Ebenfalls für eine Abschaffung des Zustimmungsquorums sprechen sich die Linke, die Piraten und die Freien Wähler aus. Die meisten Kandidierenden der Grünen und die ÖDP haben mit „vielleicht“ geantwortet, die Kandidierenden von CDU, SPD, FDP, Volt und Die Partei sprechen sich mehrheitlich dagegen aus.

Die Fragen drei und vier beziehen sich auf die direkte Demokratie auf Landesebene – also auf Volksbegehren und Volksentscheid. Zunächst wollten wir wissen, ob sich die Kandidierenden für eine Reduzierung der Unterschriftenhürde auf 2 Prozent aussprechen. Diese liegt in NRW aktuell bei acht Prozent der Stimmberechtigten, die innerhalb eines Jahres unterschreiben müssen. Absolut gesehen sind das knapp 1,1 Millionen NRW-Bürger – eine Hürde an der Volksbegehren immer wieder scheitern.

Der Großteil der befragten Parteien spricht sich für eine Absenkung der Unterschriftenhürde bei Volksbegehren aus. Konkret sind das die Grünen, die Linke, Volt, Die Partei, die Piraten, die ÖDP und die Freien Wähler. Während CDU und SPD mit „Vielleicht“ geantwortet haben stimmten die Kandidierenden der FDP mehrheitlich mit „Nein“. CDU und SPD zeigen aber beide Offenheit, die aktuelle Unterschriftenhürde zu prüfen, wie es auch die Enquete-Kommission „Subsidiarität und Partizipation“ empfohlen hat.

Abschließend zum Thema direkte Demokratie haben wir die Kandidierenden gefragt, ob sie für die Abschaffung des Finanztabus bei Volksbegehren sind. In Nordrhein-Westfalen sind Volksentscheide zu Fragen, die den Landeshaushalt berühren, ausgeschlossen. Je nach Auslegung betrifft das nahezu alle Volksbegehren!

Hier spricht sich nur die CDU ganz eindeutig gegen eine Abschaffung des Finanztabus aus. Während sich die Grünen, die Linke, die Piraten und die Freien Wähler mehrheitlich für eine Abschaffung dieser Hürde aussprechen, antworteten die Kandidierenden von SPD, FDP, Volt, Die Partei und die ÖDP mehrheitlich mit „Vielleicht“. 

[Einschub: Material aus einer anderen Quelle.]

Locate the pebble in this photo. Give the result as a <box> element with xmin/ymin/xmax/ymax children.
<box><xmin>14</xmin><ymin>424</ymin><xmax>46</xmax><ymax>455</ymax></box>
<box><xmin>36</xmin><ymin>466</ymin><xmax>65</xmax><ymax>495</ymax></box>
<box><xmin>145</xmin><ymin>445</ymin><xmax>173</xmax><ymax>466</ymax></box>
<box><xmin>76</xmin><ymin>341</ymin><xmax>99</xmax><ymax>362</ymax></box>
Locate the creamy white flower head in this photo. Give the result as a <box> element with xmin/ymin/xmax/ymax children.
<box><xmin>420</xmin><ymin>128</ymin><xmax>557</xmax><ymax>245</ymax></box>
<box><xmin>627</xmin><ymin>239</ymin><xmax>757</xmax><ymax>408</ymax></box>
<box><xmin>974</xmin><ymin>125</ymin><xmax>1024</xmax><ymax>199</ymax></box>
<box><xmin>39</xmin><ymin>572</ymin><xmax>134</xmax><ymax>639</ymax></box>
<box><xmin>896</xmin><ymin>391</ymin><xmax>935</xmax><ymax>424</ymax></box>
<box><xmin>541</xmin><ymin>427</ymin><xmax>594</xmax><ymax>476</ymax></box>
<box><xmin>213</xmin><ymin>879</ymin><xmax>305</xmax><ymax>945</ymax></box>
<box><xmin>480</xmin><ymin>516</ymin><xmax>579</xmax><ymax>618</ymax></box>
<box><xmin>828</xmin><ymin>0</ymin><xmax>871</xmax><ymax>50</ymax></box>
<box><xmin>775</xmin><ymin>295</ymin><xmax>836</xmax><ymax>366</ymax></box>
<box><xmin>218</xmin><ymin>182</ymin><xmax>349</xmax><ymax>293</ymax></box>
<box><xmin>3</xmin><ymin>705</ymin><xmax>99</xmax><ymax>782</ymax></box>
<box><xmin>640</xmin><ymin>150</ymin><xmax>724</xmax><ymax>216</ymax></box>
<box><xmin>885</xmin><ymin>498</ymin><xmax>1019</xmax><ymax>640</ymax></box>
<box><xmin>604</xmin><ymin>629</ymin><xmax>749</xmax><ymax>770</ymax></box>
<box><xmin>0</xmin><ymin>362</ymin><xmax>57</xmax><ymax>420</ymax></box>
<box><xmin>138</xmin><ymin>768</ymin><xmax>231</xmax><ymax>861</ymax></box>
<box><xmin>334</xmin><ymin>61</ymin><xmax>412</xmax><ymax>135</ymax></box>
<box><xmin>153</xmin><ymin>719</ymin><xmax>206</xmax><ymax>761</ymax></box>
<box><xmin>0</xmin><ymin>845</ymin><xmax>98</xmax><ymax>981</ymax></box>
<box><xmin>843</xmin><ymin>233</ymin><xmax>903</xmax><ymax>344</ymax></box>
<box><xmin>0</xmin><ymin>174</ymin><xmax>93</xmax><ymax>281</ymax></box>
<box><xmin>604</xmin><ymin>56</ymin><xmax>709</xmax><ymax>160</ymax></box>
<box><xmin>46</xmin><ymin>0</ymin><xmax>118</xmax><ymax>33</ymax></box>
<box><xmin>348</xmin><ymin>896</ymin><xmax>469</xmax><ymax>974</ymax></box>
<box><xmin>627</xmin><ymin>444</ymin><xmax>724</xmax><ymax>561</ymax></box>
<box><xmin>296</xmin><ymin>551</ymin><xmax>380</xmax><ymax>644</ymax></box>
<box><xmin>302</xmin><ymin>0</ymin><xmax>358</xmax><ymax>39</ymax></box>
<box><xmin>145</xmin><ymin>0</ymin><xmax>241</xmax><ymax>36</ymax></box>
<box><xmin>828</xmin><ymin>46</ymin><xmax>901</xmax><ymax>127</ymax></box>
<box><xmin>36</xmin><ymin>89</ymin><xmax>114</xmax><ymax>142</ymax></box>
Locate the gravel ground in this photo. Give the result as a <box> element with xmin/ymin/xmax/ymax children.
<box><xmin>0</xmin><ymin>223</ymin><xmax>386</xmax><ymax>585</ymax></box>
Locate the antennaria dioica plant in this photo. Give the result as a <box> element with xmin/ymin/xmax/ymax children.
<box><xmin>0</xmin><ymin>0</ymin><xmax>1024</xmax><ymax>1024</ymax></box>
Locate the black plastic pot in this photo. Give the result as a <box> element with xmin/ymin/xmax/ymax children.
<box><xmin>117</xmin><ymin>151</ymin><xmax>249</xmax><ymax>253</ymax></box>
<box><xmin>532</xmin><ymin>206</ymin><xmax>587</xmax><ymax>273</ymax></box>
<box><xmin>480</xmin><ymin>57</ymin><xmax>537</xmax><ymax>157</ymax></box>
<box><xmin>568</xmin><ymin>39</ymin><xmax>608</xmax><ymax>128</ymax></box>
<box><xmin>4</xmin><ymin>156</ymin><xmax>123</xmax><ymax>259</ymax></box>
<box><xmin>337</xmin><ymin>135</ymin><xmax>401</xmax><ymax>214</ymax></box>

Mehr Bürgerbeteiligung durch zufällig geloste Bürgerräte

Das Instrument der zufällig gelosten Bürgerräte erfährt immer mehr Aufmerksamkeit. Erst vor wenigen Tagen hat sich der Ältestenrat des Bundestages entschieden, dass Bürgerräte noch in diesem Jahr auf Bundesebene eingeführt werden sollen. Wir haben die Kandidierenden gefragt, ob sie sich für die Durchführung von landesweiten, gelosten Bürgerräten zu wichtigen Themen einsetzen werden. Diese Bürgerräte sollen einen Querschnitt der Bevölkerung abbilden und die Abgeordneten zu wichtigen Fragen beraten.

Für die Einführung von Bürgerräten einsetzen wollen sich die SPD, die Grünen, die FDP, die Linke, Volt, die Partei, und die ÖDP. Die Kandidierenden der Piraten sprechen sich nicht mehrheitlich für eine Position aus, sondern schwanken zwischen „Ja“ und „Vielleicht“. Die CDU spricht sich gegen Bürgerräte aus, von den Freien Wähler liegt uns keine einheitliche Antwort vor.

Mehr Politik auf Augenhöhe – durch mehr Transparenz im politischen Betrieb!

Angelehnt an unserem Aufruf „Mitmachen möglich machen“ beziehen sich unsere beiden letzten Fragen auf das Thema Transparenz und Lobbykontrolle.

Zunächst wollten wir wissen, ob sich die Kandidierenden für die Einführung einesTransparenzgesetzes nach Hamburger Vorbild aussprechen. Nordrhein-Westfalen hat, wie elf andere Bundesländer, ein Informationsfreiheitsgesetz. Dieses wollen wir zu einem Transparenzgesetz nach Hamburger Vorbild weiterentwickeln. Ziel ist es, den Bürgerinnen und Bürgern Informationen einfacher und kostenfrei zugänglich zu machen.

Fast alle befragten Parteien sprechen sich für ein solches Transparenzgesetz aus, nur CDU und SPD geben als Antwort „Vielleicht“ an. Die CDU begründet ihr Zögern damit, dass zwischen dem Interesse der Bürgerinnen und Bürger und der Leistungsfähigkeit der Verwaltung abgewogen werden müsse. Die SPD argumentiert stattdessen damit, dass zunächst geprüft werden müsse, ob das Hamburger Transparenzgesetz als Vorbild für NRW dienen könne.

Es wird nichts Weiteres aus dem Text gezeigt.